New Due Diligence Requirements for Corporate Finance Advisers in Singapore
Corporate finance (CF) advisers in Singapore must implement new due diligence requirements by October 1, 2023. The new requirements are aimed at improving the quality and standards of corporate finance advisers in the city-state.
Singapore’s central bank, the Monetary Authority of Singapore (MAS), has imposed new due diligence requirements for corporate finance advisers working in the city-state under Notice SFA o4-N21. The new requirements aim to raise industry standards of corporate finance advisers and thus help investors make better-informed decisions.
The due diligence requirements will be effective for all corporate advisory engagements in Singapore on or after October 1, 2023. However, MAS has advised CF advisers to start developing and implementing policies to meet these new requirements.
Who do the new business conduct requirements apply?
The new conduct requirements apply to:
- Licensed banks, merchant banks, and finance companies that are exempt from holding a capital market services (CMS) license;
- Holders of a CMS license that advises on corporate finance; or
- Representatives from options a) and b) with respect to advising on corporate finance.
General business conduct requirements
This is one of the new business conduct requirements introduced under Notice SFA o4-N21.
Managing conflicts of interests
The notice requires a corporate finance adviser to mitigate any potential conflict between their interests and the interest of the client. Where the CF adviser is unable to mitigate any material conflict of interest then they must cease to give advice on that particular transaction, or in the case of a new engagement/project, decline to accept it.
Further, the CF adviser must have policies, controls, and procedures to monitor and prevent insider trading practices. There must also be clear reporting lines for any escalation of issues as well as adequate oversight by CF adviser representatives.
General due diligence requirements
The CF adviser must conduct due diligence with reasonable skill and care. This includes assessing the accuracy and completeness of statements, and confirmations given by customers or other persons connected to the transaction.
Moreover, the corporate finance adviser must monitor, during the transaction, other information in relation to the transaction that brings into question the reliability of the original information received before the transaction.
Advising listing applicants on their regulatory requirements
The CF adviser must ensure that listing applicants are aware of their responsibilities under Singapore’s Securities and Futures Act.
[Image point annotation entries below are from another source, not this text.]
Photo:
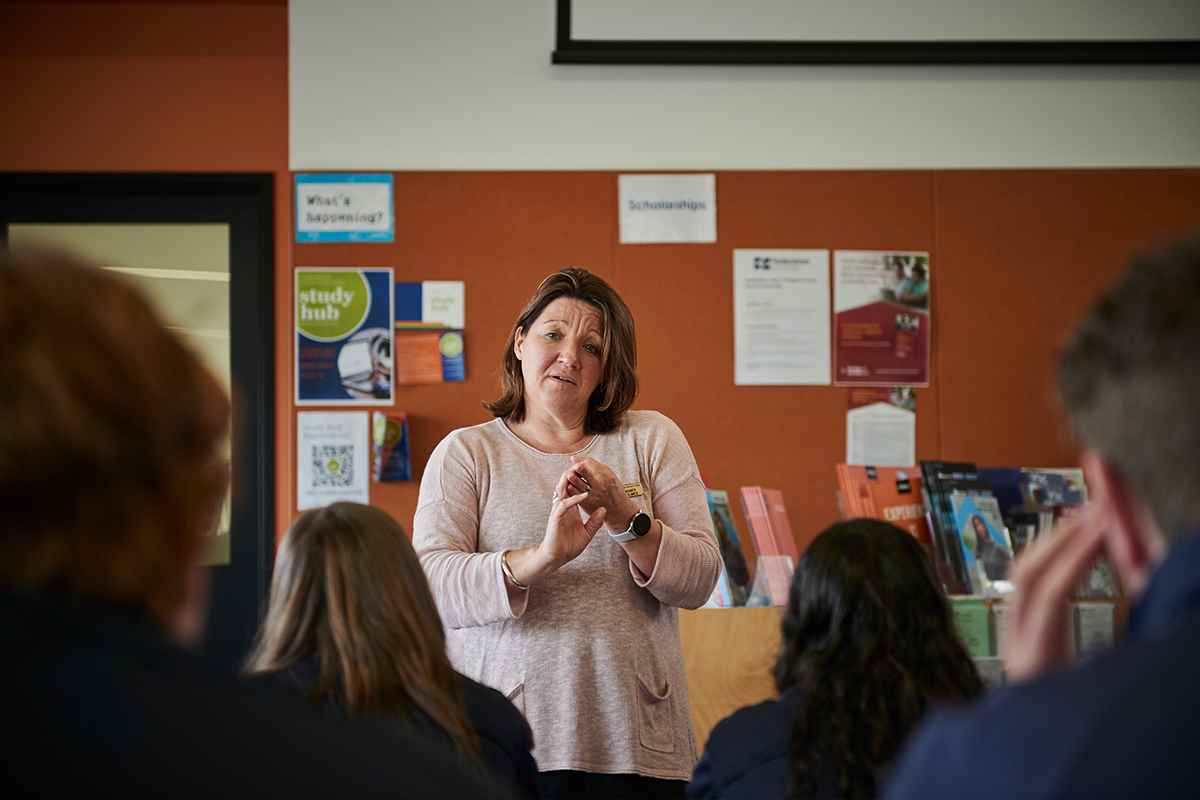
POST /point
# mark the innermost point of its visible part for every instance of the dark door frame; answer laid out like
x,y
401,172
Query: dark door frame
x,y
246,203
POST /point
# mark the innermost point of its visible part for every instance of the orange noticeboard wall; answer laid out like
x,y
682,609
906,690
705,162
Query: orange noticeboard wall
x,y
1015,257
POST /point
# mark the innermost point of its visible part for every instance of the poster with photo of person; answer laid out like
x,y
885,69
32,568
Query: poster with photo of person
x,y
881,318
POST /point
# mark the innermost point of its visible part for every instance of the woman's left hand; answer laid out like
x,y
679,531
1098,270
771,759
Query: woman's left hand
x,y
604,491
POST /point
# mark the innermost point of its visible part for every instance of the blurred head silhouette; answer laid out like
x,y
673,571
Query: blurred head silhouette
x,y
111,453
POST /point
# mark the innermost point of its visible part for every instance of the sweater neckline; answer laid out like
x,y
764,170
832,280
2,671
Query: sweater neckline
x,y
504,426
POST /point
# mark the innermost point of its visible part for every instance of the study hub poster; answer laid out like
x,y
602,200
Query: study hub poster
x,y
881,318
343,349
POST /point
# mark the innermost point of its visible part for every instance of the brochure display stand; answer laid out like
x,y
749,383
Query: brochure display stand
x,y
772,581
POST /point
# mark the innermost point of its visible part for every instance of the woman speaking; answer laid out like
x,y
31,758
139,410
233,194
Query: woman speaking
x,y
561,537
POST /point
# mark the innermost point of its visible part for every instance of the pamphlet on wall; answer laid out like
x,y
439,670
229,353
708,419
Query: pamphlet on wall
x,y
881,318
881,426
390,453
346,206
430,344
343,336
333,457
667,209
780,317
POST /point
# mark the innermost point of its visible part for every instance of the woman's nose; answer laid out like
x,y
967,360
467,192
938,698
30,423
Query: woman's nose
x,y
568,355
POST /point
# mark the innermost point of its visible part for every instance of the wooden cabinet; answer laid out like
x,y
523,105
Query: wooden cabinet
x,y
730,659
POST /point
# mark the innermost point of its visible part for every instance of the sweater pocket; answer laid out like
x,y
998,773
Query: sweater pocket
x,y
655,716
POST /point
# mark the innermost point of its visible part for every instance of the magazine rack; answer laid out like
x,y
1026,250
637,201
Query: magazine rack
x,y
772,581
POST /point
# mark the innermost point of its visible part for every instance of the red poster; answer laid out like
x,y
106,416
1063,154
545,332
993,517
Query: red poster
x,y
881,318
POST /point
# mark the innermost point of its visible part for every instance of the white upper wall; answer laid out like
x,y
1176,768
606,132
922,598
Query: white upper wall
x,y
467,84
885,19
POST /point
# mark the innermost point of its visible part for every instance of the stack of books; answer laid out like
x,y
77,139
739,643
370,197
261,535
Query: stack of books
x,y
771,542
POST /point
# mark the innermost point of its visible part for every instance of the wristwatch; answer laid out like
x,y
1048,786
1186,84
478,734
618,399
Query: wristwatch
x,y
639,527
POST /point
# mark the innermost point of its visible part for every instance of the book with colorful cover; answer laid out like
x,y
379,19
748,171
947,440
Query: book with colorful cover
x,y
754,505
735,581
939,479
780,525
888,493
987,549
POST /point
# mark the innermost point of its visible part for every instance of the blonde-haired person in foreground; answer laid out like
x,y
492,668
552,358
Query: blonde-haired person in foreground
x,y
353,627
111,473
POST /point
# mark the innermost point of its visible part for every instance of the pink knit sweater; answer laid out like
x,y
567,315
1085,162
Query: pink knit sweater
x,y
592,657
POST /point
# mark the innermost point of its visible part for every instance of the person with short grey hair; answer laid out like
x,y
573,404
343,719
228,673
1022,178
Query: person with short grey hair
x,y
1121,723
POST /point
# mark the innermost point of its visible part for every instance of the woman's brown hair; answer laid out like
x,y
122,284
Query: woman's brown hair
x,y
618,350
111,451
349,591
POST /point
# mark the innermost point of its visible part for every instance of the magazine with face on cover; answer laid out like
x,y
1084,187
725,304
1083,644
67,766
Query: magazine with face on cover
x,y
987,548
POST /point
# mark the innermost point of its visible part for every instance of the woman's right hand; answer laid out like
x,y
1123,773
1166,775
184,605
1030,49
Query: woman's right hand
x,y
567,536
567,533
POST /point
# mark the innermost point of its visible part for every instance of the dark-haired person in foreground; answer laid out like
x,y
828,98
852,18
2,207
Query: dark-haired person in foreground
x,y
868,644
111,477
1121,725
352,626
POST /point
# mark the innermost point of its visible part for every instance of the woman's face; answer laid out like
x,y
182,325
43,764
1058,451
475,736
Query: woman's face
x,y
561,356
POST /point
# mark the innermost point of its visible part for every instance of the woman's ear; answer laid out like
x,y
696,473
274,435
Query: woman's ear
x,y
1132,540
519,343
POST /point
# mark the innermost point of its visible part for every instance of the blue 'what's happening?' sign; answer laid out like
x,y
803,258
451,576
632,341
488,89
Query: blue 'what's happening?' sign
x,y
339,208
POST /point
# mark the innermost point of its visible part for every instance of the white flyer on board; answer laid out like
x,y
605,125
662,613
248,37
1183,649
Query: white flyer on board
x,y
781,317
881,426
667,209
333,457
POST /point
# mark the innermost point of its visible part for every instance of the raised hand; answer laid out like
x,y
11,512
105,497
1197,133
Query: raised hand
x,y
604,489
1047,575
567,533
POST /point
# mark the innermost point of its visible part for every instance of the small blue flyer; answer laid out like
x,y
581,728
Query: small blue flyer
x,y
343,208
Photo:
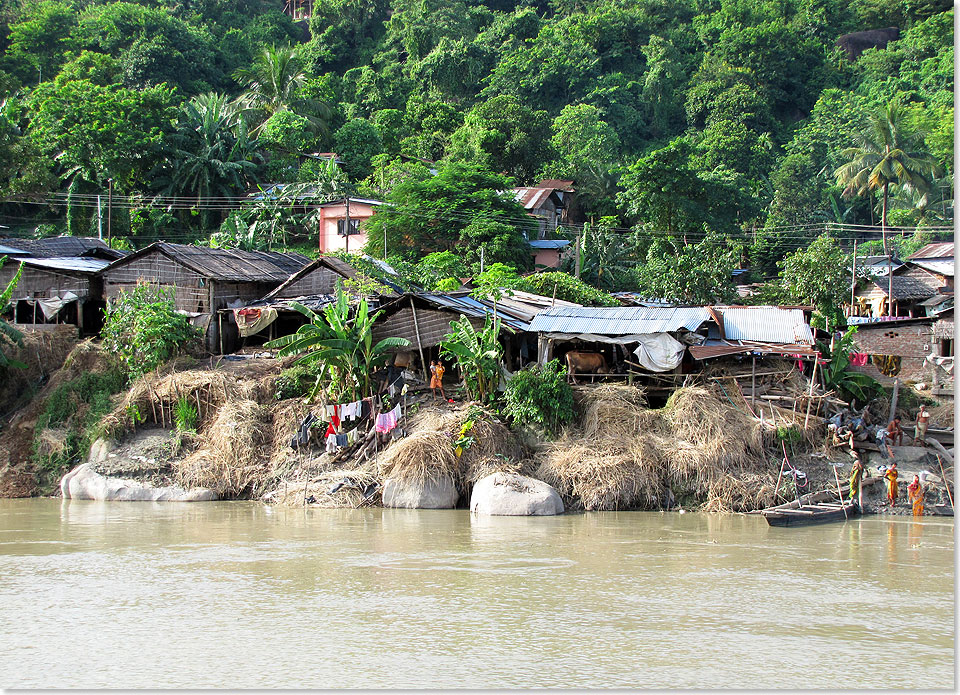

Further, the CF adviser must inform the applicants of their obligations after their admission to the Singapore Stock Exchange.
The notice provides that a corporate finance adviser must conduct background checks on the listing applicant, which includes key executives, directors, listing group entities, and controlling shareholders, among others.
Regarding appointing a third-party service provider, the corporate finance adviser must satisfy themself with the standards and quality of the due diligence performed by the third party.
Finally, the corporate finance adviser must be satisfied that the listing applicant is suitable for listing on the Singapore Stock Exchange. From the completeness of the information provided on the listing application to ensuring that the directors of the listing applicant are qualified to manage the business, the CF adviser is at the forefront of maintaining these due diligence requirements.